Exemples d'accords joués par Tatum qui "étaient faciles à atteindre pour lui"[155]

La touche de Tatum a également attiré l'attention: pour Balliett, "Aucun pianiste n'a jamais frappé les notes avec plus de beauté. Chacune [...] était légère, complète et résonnante, comme les lettres sur une page finement imprimée. De vastes accords de registre inférieur n'étaient pas flous. , et ses notes les plus élevées étaient en argent poli. "[166] Tatum pouvait conserver ces qualités de toucher et de ton même aux tempos les plus rapides, alors que presque tous les autres pianistes seraient incapables de jouer les notes du tout.[34] Pianiste Poussin Corea a commenté que "Tatum est le seul pianiste que je connaisse avant Bill [Evans] qui avait aussi ce toucher léger comme une plume - même s'il a probablement passé ses premières années à jouer sur de très mauvais instruments. "[181]

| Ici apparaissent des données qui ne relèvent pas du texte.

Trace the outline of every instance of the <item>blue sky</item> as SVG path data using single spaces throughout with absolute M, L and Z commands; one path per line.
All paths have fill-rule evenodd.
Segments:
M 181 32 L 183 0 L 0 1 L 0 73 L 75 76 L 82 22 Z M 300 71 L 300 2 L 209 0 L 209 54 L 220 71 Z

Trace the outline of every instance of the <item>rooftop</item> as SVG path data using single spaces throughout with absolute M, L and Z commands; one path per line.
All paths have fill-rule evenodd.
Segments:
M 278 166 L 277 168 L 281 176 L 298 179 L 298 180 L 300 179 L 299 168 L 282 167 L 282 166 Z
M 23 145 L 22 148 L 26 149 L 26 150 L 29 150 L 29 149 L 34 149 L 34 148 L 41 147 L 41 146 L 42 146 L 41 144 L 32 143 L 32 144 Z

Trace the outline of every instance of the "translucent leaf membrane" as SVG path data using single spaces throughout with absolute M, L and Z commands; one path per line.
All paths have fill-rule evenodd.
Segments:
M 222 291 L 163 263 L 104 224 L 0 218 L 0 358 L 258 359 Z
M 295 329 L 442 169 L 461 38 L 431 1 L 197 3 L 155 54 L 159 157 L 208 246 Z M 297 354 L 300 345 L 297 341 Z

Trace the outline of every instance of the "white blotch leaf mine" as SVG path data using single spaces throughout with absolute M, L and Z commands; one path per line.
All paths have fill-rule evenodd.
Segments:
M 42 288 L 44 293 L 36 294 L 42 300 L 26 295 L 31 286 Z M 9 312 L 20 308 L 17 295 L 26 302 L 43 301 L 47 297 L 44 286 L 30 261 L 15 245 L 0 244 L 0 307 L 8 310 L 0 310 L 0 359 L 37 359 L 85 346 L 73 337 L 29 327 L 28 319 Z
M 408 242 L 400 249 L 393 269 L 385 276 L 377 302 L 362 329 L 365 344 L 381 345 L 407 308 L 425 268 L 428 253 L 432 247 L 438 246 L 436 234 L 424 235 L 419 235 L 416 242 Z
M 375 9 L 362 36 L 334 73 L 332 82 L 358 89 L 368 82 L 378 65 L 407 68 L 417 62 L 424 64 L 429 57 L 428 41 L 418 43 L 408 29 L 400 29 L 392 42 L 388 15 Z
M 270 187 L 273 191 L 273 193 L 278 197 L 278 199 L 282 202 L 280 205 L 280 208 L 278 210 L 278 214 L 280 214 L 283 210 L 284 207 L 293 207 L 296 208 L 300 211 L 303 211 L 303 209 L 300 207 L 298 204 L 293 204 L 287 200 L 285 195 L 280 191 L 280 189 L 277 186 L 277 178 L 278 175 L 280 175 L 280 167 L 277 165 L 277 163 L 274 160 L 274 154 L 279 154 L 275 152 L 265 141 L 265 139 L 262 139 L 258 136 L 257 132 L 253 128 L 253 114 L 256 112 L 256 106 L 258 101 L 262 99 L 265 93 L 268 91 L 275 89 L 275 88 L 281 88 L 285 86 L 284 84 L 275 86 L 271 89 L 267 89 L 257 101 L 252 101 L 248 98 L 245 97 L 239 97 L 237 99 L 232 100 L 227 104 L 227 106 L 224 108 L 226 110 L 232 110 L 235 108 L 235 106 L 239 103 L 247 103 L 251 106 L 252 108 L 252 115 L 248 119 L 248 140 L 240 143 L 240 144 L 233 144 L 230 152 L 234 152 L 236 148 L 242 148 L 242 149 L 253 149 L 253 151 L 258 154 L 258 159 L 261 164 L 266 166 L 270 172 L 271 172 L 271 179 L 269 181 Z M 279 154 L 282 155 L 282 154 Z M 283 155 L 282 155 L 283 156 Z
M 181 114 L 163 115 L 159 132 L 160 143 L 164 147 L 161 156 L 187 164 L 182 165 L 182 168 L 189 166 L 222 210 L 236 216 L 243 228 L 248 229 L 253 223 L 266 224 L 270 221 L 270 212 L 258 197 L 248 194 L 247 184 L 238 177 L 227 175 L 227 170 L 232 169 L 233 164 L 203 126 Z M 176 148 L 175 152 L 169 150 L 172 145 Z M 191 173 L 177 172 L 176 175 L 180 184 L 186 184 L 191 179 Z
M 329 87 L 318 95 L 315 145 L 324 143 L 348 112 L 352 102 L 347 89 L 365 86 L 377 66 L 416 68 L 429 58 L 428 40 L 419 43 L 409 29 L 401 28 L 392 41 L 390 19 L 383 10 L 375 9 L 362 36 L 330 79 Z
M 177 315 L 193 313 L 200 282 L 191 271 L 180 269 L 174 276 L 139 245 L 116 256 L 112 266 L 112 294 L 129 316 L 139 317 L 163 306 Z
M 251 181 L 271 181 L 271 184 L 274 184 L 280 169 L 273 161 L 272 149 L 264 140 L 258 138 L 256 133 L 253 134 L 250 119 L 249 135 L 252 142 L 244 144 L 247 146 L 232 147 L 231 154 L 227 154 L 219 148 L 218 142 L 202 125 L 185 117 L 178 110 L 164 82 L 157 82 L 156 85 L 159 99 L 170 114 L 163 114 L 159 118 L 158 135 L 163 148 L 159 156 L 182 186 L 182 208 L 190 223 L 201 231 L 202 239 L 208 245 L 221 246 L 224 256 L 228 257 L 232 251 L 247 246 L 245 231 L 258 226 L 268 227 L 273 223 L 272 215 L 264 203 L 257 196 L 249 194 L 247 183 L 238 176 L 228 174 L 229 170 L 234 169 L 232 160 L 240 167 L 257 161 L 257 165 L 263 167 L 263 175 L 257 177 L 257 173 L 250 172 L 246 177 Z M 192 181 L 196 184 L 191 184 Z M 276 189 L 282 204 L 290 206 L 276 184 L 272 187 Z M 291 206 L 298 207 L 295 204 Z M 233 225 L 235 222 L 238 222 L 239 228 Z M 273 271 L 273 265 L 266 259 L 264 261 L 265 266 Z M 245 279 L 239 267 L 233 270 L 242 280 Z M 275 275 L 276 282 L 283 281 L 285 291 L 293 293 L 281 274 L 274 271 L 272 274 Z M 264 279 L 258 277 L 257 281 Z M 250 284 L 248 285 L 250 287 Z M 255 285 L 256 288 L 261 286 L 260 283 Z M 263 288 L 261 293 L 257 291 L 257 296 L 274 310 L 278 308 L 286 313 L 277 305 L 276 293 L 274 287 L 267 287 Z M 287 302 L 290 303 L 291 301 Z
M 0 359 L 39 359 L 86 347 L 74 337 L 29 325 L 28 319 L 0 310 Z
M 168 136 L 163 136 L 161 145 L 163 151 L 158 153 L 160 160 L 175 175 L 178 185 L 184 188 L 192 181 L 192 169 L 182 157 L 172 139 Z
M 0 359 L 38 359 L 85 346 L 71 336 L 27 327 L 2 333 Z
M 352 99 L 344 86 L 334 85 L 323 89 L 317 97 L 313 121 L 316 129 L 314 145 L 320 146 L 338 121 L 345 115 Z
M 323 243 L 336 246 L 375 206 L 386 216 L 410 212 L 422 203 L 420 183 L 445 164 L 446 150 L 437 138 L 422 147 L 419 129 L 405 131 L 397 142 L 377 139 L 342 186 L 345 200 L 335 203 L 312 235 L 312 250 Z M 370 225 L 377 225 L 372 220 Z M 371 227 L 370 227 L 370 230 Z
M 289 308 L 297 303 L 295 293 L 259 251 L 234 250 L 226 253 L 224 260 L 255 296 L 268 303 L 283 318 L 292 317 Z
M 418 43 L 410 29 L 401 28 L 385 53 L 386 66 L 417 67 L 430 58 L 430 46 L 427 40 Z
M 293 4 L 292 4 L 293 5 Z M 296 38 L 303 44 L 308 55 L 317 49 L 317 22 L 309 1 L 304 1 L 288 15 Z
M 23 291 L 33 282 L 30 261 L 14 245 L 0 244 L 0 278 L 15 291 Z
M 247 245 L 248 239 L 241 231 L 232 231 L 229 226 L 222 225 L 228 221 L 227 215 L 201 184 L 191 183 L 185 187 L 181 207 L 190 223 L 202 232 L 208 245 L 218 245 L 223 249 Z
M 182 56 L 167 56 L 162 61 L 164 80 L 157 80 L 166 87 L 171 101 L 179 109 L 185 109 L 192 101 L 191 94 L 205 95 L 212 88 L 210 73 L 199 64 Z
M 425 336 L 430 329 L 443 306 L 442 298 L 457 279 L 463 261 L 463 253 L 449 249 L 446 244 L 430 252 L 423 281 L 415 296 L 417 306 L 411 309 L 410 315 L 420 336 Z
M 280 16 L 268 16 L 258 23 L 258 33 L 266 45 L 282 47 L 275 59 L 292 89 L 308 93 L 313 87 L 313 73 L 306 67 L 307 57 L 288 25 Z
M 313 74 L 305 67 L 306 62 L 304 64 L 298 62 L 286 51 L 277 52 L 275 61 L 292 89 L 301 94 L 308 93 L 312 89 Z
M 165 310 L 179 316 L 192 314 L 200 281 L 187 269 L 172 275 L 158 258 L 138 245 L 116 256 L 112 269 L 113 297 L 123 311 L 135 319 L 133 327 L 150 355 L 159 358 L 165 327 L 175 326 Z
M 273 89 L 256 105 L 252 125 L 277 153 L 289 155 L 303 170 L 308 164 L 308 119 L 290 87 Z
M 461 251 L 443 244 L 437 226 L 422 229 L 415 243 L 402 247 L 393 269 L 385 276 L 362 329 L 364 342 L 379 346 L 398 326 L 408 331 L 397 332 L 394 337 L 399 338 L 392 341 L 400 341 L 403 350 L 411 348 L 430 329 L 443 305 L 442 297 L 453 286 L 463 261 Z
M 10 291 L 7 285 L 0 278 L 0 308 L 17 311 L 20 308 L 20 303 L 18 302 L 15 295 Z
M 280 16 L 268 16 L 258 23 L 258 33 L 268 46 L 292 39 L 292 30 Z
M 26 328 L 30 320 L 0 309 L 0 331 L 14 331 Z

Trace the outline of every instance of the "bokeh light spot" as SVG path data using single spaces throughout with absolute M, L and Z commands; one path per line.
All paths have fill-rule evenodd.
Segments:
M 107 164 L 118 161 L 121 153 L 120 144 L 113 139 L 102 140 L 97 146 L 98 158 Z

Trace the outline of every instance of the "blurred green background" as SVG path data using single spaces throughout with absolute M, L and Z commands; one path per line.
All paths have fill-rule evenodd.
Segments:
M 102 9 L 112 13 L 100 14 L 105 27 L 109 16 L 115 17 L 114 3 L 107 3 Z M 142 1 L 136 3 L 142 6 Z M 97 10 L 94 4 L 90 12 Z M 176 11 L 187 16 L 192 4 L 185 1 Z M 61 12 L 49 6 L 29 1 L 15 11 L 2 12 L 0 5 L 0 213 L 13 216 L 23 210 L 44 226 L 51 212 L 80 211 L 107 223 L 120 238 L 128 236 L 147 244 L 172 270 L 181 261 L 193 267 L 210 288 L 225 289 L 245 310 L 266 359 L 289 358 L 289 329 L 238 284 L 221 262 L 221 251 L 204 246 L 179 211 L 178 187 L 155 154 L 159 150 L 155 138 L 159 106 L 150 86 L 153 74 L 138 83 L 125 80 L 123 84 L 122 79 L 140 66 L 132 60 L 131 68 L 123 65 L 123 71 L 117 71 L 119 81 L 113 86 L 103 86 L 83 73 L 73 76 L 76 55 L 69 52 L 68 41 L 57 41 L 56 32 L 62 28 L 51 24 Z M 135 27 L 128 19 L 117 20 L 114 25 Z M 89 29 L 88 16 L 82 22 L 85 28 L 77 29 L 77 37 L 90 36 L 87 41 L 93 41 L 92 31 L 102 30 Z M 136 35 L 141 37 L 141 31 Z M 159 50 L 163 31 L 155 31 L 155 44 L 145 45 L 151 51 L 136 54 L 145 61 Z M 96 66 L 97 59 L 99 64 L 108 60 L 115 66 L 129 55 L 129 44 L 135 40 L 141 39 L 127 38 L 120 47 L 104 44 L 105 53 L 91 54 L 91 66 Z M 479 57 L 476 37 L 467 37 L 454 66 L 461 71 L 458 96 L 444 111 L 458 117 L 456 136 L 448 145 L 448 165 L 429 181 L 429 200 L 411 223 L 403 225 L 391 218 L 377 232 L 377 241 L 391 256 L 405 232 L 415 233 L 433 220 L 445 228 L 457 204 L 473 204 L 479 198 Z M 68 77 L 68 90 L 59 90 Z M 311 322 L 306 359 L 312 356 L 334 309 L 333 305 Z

Parmi les musiciens qui ont dit que Tatum pouvait faire un mauvais son de piano, il y avait Billy Taylor[86] et Gerald Wiggins.[182] Ce dernier a révélé que Tatum était capable d'identifier et d'éviter d'utiliser les touches d'un mauvais piano qui ne fonctionnaient pas,[182] en tant que guitariste Les Paul a raconté que Tatum avait parfois recours à tirer des touches coincées d'une seule main, à mi-performance, afin de pouvoir les jouer à nouveau.[183]

Influence

Le style d'improvisation de Tatum a étendu ce qui était possible sur le piano jazz.[184] Les aspects solistes virtuoses du style de Tatum ont été repris par des pianistes tels que Adam Makowicz, Simon Nabatov, Oscar Peterson, et Martial Solal.[185] Même "des musiciens aux perspectives radicalement différentes, comme Bud Powell, Lennie Tristano et Herbie Hancock, a appris les performances clés de Tatum par cœur, bien que peu d'entre eux aient pu étendre sa gamme technique ou recréer son ton inimitable et somptueux. "[158] Bien que Powell appartienne au mouvement bebop, son style prolifique et passionnant a montré l'influence de Tatum.[186] Mary Lou Williams dit: "Tatum m'a appris comment frapper mes notes, comment les contrôler sans utiliser de pédales. Et il m'a montré comment garder mes doigts à plat sur les touches pour obtenir ce son propre."[187]

L'influence de Tatum va cependant au-delà du piano: ses innovations en matière d'harmonie et de rythme ont établi de nouvelles bases dans le jazz plus largement.[184] Il a rendu les musiciens de jazz plus conscients des possibilités harmoniques en changeant les accords qu'il utilisait avec une grande fréquence; cela a contribué à jeter les bases de l'émergence du bebop dans les années 1940.[161] Il a également été le pionnier du moderne voix d'accord et substitution d'accords dans le jazz.[159]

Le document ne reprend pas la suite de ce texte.